Donald G. D'Amato is an SSA Administrative Law Judge at the Livonia MI office, maintaining a 64% lifetime approval rate across 27,064 decisions. This sits above the national average of 58%, reflecting a consistent history of case evaluation. Because your case assignment is random, understanding your judge's history is a helpful step in your preparation. Aggregate rates describe past decisions, not predictions for your individual hearing. An attorney can help you prepare for this judge's specific bench.
This page presents publicly available SSA Office of Hearings Operations disposition data, with no editorial rating or evaluation. ALJs are independent decisionmakers; aggregate statistics describe past patterns, not predictions of how any individual case will be decided. Information here is provided for hearing preparation, not as legal advice.
Approval rates
In the most recent reporting period, your judge maintained an approval rate of 65%, which stands 7 points higher than the Livonia MI office average and 6 points above the national average. With a career spanning 27,064 lifetime decisions, this data provides a clear look at his historical approach to disability claims. Comparing these figures to the broader office and national benchmarks helps you understand the environment of your upcoming hearing. Aggregate rates describe past decisions, not predictions for your individual hearing.
Office- and national-level breakdowns of fully favorable vs denial rates aren't currently published by SSA in the per-office disposition data. The judge's own breakdown is the detail we have today.
Approval rate over time
Year-over-year approval rate across Judge D'Amato's docket. Annual rates fluctuate with the mix of cases SSA assigns; the longer-run pattern is more informative than any single year.
Decision pattern
Over his 10 years on the bench, your judge has maintained a consistent approval rate, with his most recent performance of 65% aligning closely with his long-term average. While there was a slight dip in 2021, the trend has remained steady and has trended upward in recent years. This consistency suggests a predictable approach to evaluating your evidence and medical documentation. The latest period reflects a continuation of this stable pattern, providing a reliable baseline for your testimony.
Preparing for an SSDI hearing
The guidance below applies to any SSDI hearing, not specifically to Judge D'Amato's bench. Judge-specific preparation guidance requires a corpus of public Appeals Council decisions involving each judge, which we haven't built yet.
- Bring a clean treating-physician record. Longitudinal primary-care or specialist notes spanning the disability period, with consistent symptom documentation, are typically the strongest evidence at hearing. A single month's records usually aren't enough.
- Don't rely on consultative exams alone. If your medical evidence is built primarily around a one-time CE finding, expect detailed questioning. Supplement with treating-source statements where possible.
- Prepare for daily-activity questions. Have honest, specific answers about a typical day. Answers that conflict with the medical record (in either direction) tend to hurt credibility.
- Expect transferable-skills probing. A vocational expert will usually testify about jobs available to someone with your limitations. Your representative should be prepared to cross-examine.
Hearing with Judge D'Amato? Free, confidential — see if you qualify for SSDI.

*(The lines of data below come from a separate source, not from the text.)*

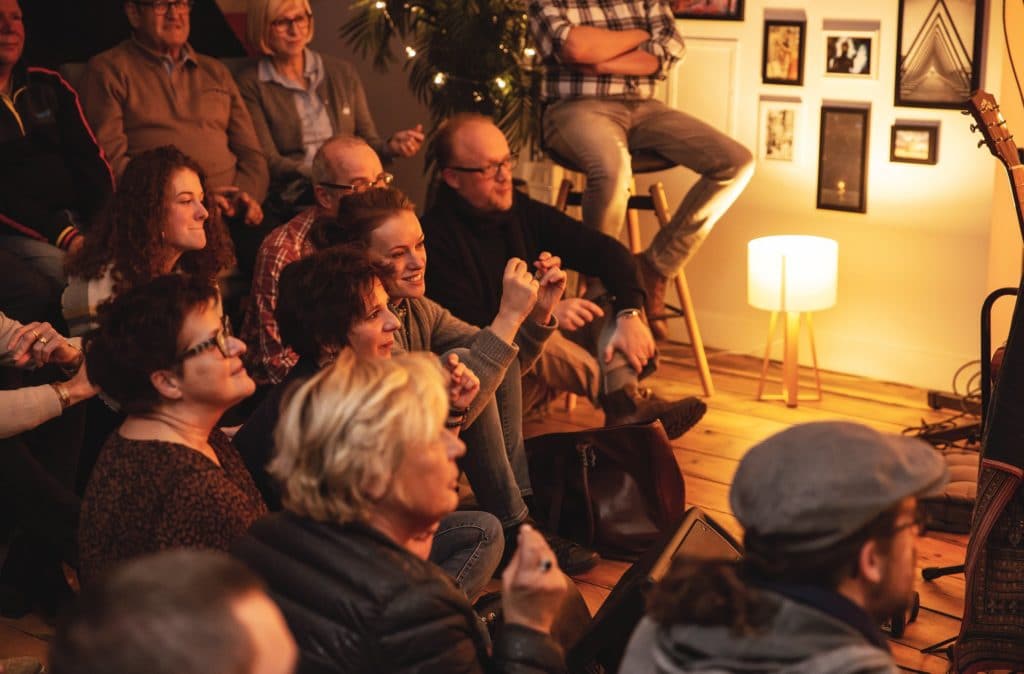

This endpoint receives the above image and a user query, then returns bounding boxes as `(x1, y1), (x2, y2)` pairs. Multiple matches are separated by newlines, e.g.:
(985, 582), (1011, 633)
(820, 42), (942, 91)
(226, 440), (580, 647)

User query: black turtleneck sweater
(422, 185), (644, 326)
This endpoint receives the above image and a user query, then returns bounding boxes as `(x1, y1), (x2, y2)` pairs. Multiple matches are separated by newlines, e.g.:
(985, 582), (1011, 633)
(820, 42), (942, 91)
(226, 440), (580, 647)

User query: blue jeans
(544, 98), (754, 278)
(456, 349), (534, 528)
(429, 510), (505, 602)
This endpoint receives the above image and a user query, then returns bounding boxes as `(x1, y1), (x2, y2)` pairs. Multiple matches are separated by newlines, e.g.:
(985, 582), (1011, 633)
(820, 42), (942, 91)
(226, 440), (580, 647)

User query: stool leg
(650, 180), (715, 396)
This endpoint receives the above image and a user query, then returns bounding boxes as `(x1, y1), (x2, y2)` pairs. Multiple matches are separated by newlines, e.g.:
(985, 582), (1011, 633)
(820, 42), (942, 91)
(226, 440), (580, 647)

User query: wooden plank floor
(0, 346), (966, 672)
(526, 345), (967, 672)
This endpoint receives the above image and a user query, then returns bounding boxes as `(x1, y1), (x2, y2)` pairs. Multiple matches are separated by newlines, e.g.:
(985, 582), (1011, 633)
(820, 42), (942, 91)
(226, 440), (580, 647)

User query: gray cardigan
(236, 53), (391, 189)
(391, 297), (558, 426)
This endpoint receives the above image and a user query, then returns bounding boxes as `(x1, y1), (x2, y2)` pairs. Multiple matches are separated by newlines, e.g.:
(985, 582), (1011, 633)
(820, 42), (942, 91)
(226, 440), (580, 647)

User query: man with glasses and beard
(622, 421), (949, 674)
(242, 135), (394, 385)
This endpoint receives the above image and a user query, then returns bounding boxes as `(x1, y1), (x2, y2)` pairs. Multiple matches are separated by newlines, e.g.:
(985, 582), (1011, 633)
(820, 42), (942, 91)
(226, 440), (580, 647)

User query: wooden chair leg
(650, 180), (715, 397)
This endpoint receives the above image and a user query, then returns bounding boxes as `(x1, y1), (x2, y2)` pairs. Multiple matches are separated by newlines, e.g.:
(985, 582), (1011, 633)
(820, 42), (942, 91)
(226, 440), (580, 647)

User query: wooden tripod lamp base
(746, 236), (839, 408)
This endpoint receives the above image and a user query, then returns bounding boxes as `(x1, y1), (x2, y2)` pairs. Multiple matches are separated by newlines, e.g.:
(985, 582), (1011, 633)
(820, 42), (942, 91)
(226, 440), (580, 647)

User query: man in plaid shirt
(242, 135), (393, 385)
(529, 0), (754, 338)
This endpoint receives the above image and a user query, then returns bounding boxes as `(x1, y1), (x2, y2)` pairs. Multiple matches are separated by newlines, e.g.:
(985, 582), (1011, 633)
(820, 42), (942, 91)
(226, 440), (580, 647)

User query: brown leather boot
(636, 253), (669, 340)
(601, 385), (708, 439)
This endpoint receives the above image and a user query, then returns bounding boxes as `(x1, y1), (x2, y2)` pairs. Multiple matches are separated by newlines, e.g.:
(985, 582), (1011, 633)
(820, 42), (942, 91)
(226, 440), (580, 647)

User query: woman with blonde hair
(233, 349), (566, 672)
(237, 0), (423, 214)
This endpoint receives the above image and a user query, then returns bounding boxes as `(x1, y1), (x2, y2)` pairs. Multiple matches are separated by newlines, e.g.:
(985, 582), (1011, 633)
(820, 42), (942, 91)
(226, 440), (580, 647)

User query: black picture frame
(889, 122), (939, 165)
(761, 18), (807, 86)
(894, 0), (985, 109)
(817, 103), (870, 213)
(672, 0), (743, 22)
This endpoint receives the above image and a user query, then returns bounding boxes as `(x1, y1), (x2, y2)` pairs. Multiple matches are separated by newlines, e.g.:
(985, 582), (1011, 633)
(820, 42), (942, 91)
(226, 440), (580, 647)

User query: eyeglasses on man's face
(270, 12), (313, 35)
(175, 313), (231, 364)
(449, 154), (519, 180)
(316, 172), (394, 194)
(133, 0), (196, 16)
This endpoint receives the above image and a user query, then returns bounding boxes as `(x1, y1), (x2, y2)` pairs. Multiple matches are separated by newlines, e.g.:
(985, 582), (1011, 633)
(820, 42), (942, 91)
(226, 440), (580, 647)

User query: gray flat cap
(729, 421), (949, 552)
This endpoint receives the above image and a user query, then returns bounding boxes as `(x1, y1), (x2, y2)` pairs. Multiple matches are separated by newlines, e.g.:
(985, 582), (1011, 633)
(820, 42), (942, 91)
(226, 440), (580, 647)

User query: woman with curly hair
(62, 145), (234, 336)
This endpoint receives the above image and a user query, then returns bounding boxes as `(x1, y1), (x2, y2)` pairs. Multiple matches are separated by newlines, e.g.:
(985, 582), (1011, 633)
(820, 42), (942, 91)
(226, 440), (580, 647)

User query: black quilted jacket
(233, 512), (563, 674)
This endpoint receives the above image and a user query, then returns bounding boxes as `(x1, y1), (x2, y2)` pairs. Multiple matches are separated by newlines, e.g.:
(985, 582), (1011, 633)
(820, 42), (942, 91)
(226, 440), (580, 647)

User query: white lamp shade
(746, 235), (839, 311)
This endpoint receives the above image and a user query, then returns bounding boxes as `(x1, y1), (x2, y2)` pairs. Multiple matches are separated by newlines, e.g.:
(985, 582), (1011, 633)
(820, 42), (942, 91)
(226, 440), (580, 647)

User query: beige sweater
(82, 39), (269, 202)
(0, 311), (62, 438)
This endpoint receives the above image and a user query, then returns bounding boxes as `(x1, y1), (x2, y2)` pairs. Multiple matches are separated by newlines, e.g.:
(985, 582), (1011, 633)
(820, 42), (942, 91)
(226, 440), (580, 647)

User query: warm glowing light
(746, 236), (839, 311)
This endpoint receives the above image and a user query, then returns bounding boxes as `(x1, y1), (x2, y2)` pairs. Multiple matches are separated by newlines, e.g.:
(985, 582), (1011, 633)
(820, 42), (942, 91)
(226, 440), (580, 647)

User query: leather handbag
(526, 421), (686, 560)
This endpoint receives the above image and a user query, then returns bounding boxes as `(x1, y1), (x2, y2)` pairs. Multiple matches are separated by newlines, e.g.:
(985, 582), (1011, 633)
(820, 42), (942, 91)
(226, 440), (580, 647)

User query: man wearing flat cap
(622, 421), (949, 674)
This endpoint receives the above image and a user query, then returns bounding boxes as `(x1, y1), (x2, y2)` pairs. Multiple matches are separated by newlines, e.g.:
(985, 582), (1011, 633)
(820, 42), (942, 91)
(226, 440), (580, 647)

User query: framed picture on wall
(758, 96), (803, 162)
(889, 120), (939, 164)
(823, 31), (879, 79)
(761, 19), (807, 85)
(896, 0), (985, 108)
(817, 101), (871, 213)
(672, 0), (743, 22)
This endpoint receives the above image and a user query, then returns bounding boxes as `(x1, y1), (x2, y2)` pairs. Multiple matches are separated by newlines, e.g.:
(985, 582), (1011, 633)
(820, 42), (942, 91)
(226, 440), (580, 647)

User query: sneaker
(538, 529), (601, 576)
(601, 386), (708, 439)
(636, 253), (669, 340)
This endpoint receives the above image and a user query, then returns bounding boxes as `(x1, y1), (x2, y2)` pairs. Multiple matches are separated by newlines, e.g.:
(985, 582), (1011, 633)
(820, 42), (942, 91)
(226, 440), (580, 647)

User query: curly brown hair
(66, 145), (234, 295)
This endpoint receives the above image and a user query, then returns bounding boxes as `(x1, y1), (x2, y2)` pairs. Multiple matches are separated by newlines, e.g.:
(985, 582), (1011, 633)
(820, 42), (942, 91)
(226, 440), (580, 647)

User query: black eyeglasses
(449, 155), (519, 180)
(175, 314), (231, 364)
(132, 0), (196, 16)
(316, 172), (394, 194)
(270, 13), (313, 35)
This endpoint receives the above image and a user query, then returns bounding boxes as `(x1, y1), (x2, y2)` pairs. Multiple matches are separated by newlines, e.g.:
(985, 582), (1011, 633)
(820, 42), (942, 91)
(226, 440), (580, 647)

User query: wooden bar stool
(548, 150), (715, 393)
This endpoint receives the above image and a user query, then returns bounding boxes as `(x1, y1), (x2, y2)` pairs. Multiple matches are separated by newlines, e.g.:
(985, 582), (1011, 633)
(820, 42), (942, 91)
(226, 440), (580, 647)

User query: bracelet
(50, 381), (71, 412)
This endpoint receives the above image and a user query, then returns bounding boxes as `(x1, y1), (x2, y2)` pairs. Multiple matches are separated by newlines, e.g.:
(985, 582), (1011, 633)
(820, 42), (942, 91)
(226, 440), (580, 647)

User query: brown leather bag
(526, 421), (686, 560)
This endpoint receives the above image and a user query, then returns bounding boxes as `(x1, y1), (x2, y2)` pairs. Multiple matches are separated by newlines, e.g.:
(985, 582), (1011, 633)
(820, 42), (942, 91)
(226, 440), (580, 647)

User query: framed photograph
(824, 31), (879, 79)
(817, 102), (871, 213)
(758, 96), (803, 162)
(889, 120), (939, 164)
(896, 0), (985, 109)
(761, 19), (807, 86)
(672, 0), (743, 22)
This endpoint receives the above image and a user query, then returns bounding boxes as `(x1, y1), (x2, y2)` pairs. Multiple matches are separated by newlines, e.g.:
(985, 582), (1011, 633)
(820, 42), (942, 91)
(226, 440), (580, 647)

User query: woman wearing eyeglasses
(237, 0), (423, 215)
(79, 275), (266, 583)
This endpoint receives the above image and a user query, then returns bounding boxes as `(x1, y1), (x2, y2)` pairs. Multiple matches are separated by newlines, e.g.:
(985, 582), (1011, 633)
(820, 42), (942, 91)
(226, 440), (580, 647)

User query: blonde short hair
(267, 348), (449, 522)
(246, 0), (314, 56)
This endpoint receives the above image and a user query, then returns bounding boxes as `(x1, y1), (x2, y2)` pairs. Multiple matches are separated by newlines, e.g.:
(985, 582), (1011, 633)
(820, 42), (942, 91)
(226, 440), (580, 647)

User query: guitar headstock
(968, 89), (1021, 168)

Free Benefits ReviewAbout the Livonia MI hearing office
The Livonia MI Hearing Office serves a significant volume of claimants throughout Michigan, operating with a bench of 6 judges. The office currently maintains an approval rate of 57%, reflecting the complex nature of the cases handled in this region. You can expect a professional environment focused on the specific medical and vocational requirements of your disability claim. You can visit the Livonia MI Hearing Office page for the full ALJ roster.
Other judges at this hearing office
The Social Security Administration assigns cases using a workload-balancing algorithm, meaning the judge you are assigned is essentially random. At the Livonia MI Hearing Office, lifetime approval rates among the bench range from 54% to 73%. This variance highlights why it is important to focus on the strength of your own medical evidence regardless of which judge is assigned to your case. The office's 6 ALJs provide a range of perspectives on disability claims.